Homo naledi is one of the new found hominid species. It was found in south Africa two years ago.The evidence is its brain size and their bone size. The way Paleoanthropologist use to identify is similar to the lecture material. They compared its bone to existence bone of hominid, and use the ruler to measure its bone’s size. For this case, I think the morphology is interesting. The ways for determining unknown hominid comparasion  with different kinds is really useful.

News Cited:”Strange New Kin”,Racheal Larimore, science-the state of the universe,Sept.10.2015

2 thoughts on “Bonus Blog#3

  1. This was a really good post. I really liked the part where you added species evolve as their brain sizes get larger. This puts a fine point on how overtime we evolved to able to do the things we can do today, and the first greatest step was becoming bipedal. This really connects what we learned in the lecture material because we have learned the timeline of how we as a species evolved from a 200 cranial capacity (cc) to a 1200 cc, also with brain capacity increasing we also evolved to a certain dental record. Our dental record is a major indicator of what species the bones identified are because it shows whether the presence of canine teeth or larger molars determines the diet that the species. Overtime our teeth have become smaller and the absence of our canine teeth has put us in the category of hominid as well as other traits.
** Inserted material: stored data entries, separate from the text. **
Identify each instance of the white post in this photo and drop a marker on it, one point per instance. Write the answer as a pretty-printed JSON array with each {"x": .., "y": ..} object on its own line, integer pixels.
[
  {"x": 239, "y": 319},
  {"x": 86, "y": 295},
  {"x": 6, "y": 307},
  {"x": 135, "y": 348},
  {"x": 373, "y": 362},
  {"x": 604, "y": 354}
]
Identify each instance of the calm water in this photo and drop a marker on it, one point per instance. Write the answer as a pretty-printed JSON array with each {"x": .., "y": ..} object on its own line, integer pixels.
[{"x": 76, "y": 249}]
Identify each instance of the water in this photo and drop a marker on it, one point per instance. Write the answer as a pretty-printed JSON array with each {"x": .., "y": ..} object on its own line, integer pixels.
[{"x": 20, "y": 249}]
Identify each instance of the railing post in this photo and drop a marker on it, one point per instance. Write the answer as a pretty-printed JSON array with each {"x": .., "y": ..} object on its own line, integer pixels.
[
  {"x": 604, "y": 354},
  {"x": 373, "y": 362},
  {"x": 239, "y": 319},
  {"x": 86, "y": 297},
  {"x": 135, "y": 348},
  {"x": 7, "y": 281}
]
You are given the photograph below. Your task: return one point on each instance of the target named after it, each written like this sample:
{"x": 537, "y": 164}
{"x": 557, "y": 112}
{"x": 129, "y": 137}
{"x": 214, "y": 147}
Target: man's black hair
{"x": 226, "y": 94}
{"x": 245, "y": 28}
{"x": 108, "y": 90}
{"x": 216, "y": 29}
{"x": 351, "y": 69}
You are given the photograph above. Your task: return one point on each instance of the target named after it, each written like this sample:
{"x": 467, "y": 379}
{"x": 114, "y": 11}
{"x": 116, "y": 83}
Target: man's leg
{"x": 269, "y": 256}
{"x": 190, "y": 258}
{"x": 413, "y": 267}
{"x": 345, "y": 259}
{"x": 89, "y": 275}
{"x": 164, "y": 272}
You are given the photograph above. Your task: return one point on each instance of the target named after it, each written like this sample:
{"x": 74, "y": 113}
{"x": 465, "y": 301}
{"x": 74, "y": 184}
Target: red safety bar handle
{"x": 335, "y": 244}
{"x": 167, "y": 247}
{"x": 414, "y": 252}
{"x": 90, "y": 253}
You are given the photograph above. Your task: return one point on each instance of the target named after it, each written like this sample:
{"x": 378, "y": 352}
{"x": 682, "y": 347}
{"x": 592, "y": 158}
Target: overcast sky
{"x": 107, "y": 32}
The only thing i didn’t understand was what you meant by the lines inside the brain also grow, but besides that i think you did good job tying this material to the lecture in how we identify a new species, also the dating methods that was used in dating Homo Naledi was the law of superposition and this method was used on a majority of newly discovered fossils that have the absence of volcanic ash which made paleontologist use relative techniques which meant that they had to use law of superposition and faunal correlation in order to date the bone material, since they were unable to use absolute dating methods consisting of argon-argon dating, potassium-argon dating.
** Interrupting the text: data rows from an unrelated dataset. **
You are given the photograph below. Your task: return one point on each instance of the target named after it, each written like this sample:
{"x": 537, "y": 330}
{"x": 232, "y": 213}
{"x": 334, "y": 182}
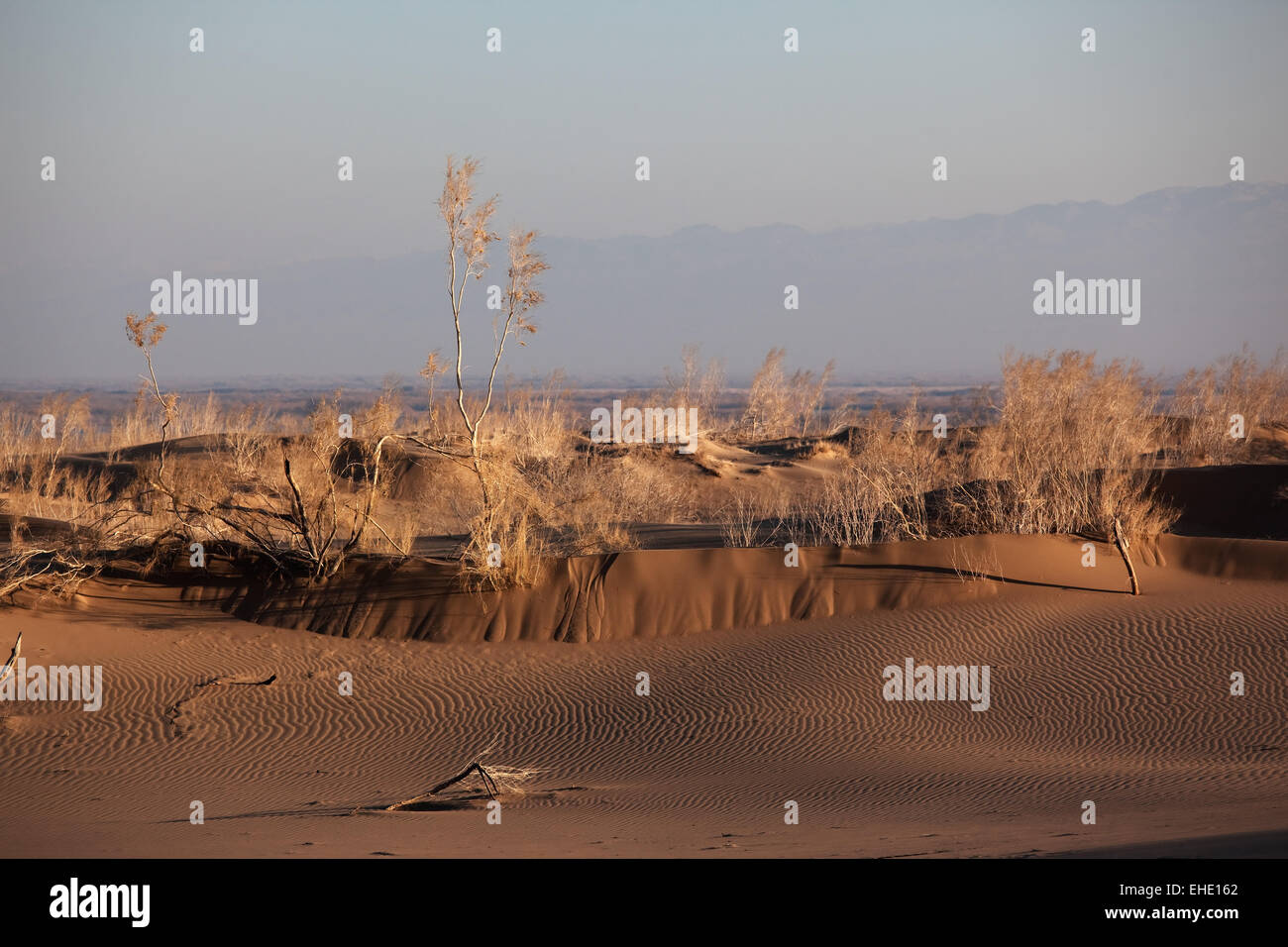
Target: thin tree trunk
{"x": 1120, "y": 540}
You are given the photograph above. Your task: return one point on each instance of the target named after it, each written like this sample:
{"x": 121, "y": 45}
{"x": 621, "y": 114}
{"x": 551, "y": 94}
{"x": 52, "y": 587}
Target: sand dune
{"x": 1095, "y": 696}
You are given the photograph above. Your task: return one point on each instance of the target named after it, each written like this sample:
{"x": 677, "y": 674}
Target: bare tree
{"x": 468, "y": 239}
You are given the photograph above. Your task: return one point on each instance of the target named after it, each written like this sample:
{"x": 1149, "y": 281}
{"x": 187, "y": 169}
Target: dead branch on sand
{"x": 496, "y": 780}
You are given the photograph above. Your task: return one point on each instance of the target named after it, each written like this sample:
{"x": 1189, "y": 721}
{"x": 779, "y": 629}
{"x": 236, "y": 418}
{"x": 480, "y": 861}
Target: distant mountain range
{"x": 890, "y": 302}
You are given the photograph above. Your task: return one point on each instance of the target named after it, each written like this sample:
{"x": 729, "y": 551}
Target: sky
{"x": 226, "y": 159}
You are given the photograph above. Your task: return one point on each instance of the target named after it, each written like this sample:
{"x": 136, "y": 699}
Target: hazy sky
{"x": 226, "y": 159}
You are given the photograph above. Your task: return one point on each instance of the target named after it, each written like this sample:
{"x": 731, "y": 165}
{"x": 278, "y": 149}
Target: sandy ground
{"x": 1095, "y": 696}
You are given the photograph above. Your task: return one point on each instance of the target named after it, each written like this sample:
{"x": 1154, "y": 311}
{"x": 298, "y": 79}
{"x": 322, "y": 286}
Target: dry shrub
{"x": 781, "y": 406}
{"x": 1073, "y": 449}
{"x": 1206, "y": 401}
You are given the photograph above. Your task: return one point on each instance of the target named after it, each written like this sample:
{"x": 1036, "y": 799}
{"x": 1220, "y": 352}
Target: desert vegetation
{"x": 502, "y": 476}
{"x": 1063, "y": 445}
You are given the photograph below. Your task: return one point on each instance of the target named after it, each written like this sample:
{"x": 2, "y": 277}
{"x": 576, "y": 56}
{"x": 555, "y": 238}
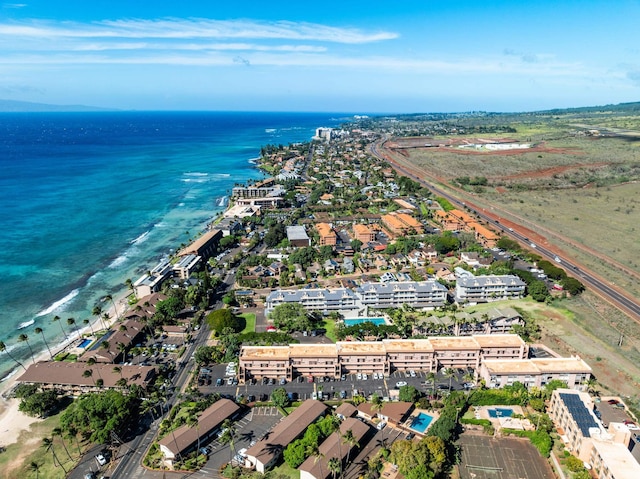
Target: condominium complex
{"x": 418, "y": 294}
{"x": 482, "y": 289}
{"x": 604, "y": 450}
{"x": 536, "y": 372}
{"x": 384, "y": 356}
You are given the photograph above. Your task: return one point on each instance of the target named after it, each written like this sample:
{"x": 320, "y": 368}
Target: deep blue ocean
{"x": 88, "y": 200}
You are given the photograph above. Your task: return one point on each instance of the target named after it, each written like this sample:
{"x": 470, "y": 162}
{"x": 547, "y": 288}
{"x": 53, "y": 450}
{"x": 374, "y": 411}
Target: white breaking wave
{"x": 26, "y": 324}
{"x": 58, "y": 304}
{"x": 194, "y": 180}
{"x": 142, "y": 238}
{"x": 118, "y": 261}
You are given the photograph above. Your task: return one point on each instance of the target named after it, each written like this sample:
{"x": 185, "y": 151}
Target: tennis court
{"x": 485, "y": 457}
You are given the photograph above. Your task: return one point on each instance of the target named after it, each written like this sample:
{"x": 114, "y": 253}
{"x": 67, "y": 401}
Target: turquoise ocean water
{"x": 88, "y": 200}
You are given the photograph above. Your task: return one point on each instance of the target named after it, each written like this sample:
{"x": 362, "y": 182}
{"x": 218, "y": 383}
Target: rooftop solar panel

  2. I also picked Homo naledi for my blog post. We however read different articles. National Geographic funded a good amount of the trip to recover the fossils found, so they had videos of where and how they recovered the fossils. They were deep in a cave that the explorers had to squeeze though a slit seven inches wide! Also another amazing thing about this discovery is that they found around fifteen different individuals in one spot. This was evidence that these H. naledi showed the human like quality of barring there dead. This characteristic is only a characteristic of Homo species and what was thought before this discovery was that the latest evidence of barring the dead was with Neanderthals. I think this just shows that there is a lot still out there to discover and explore.
    I liked how you explained the differences in the morphology’s. I think that its crazy that in the recent million years the Homo group grew in brain size so quickly, like never seen before. With that growing it has enabled us to pretty much conquer the world. Sadly this has not been beneficial for the rest of the species living on Earth. We sadly are destroying even our closest relatives due to our wants and needs. I hope that soon, but eventually we change our ways of living to more helpful for the creatures on this planet. Anyway, your post was very well written and it covered all the ways we are able to identify past primates and and other species that once lived here.